Promulgué le 4 janvier 2026 par le chef suprême Hibatullah Akhundzada, le nouveau "Règlement de procédure pénale pour les tribunaux" de l'émirat islamique d'Afghanistan vient d'être rendu public. Ce texte de 119 articles marque un tournant radical en légalisant de fait les violences domestiques, tant qu'elles ne laissent pas de traces indélébiles.
L'une des dispositions les plus alarmantes réside dans l'article 32 de ce nouveau code. Le texte reconnaît désormais aux maris le droit d'infliger des "sanctions discrétionnaires" à leurs épouses. La violence physique n'est plus considérée comme un crime, sauf si elle entraîne des fractures osseuses, des plaies ouvertes, des lésions graves nécessitant une intervention médicale immédiate. En deçà de ces seuils, les coups sont juridiquement tolérés comme une forme de "discipline" domestique.
Si toutefois une femme parvient à prouver des blessures graves devant un juge (une tâche quasi impossible sans le témoignage d'un tuteur masculin) la peine encourue par le mari n'est que de 15 jours de prison.
La hiérarchie des peines dans ce nouveau code illustre la place accordée aux femmes dans la société afghane sous le régime taliban.
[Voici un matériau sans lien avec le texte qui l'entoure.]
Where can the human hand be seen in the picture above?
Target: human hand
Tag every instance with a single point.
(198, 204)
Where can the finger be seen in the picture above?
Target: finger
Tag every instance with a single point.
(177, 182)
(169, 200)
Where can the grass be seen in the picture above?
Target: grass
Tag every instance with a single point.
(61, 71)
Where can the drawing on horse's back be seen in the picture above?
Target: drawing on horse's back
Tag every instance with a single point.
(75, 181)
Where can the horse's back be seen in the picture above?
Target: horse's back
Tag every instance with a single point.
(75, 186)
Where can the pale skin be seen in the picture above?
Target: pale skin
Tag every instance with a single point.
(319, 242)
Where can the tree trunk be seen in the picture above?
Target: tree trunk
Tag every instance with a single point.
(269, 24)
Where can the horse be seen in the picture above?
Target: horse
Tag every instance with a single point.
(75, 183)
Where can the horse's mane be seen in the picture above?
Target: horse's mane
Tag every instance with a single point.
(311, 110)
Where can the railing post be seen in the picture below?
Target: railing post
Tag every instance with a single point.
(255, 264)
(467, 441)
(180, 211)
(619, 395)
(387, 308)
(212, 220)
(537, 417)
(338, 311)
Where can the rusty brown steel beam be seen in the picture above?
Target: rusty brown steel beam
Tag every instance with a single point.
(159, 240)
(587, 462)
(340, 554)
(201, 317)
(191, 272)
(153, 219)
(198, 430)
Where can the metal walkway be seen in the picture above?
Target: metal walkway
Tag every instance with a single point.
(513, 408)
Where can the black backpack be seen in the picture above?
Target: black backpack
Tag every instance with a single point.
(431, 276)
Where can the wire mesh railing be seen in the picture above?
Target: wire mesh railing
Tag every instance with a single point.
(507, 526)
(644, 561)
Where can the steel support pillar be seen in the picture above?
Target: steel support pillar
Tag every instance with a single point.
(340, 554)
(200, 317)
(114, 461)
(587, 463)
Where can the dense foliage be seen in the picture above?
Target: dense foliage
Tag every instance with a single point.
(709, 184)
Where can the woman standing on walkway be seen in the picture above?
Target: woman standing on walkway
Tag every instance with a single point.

À titre de comparaison, le même texte prévoit des sanctions bien plus lourdes pour des infractions jugées plus "socialement graves" :
- Violence conjugale (avec blessures graves) : 15 jours de détention.
- Organisation de combats d'animaux : jusqu'à 5 mois d'emprisonnement.
Le texte ne se contente pas d'autoriser la violence ; il verrouille également les issues de secours pour les victimes. L'article 34 criminalise désormais le fait pour une femme de se réfugier chez ses parents ou ses proches sans l'autorisation de son mari.
Si une femme quitte le domicile conjugal à plusieurs reprises sans consentement, elle risque trois mois de prison. Les proches qui l'hébergent pour la protéger peuvent également être poursuivis. En supprimant ce dernier filet de sécurité, le code pénal enferme les femmes dans un cycle de violence dont elles ne peuvent plus s'extraire légalement.
Le nouveau règlement (notamment l'article 4) délègue aux maris et aux "maîtres" le pouvoir d'administrer des punitions dites tazir (discrétionnaires). Cette délégation de la force transforme le foyer en une zone de non-droit où la sécurité des femmes dépend uniquement du bon vouloir de leur tuteur.
Les organisations internationales, dont les Nations Unies, dénoncent une codification de l'apartheid de genre, où la loi ne sert plus à protéger les citoyens, mais à structurer une hiérarchie patriarcale absolue par la contrainte physique.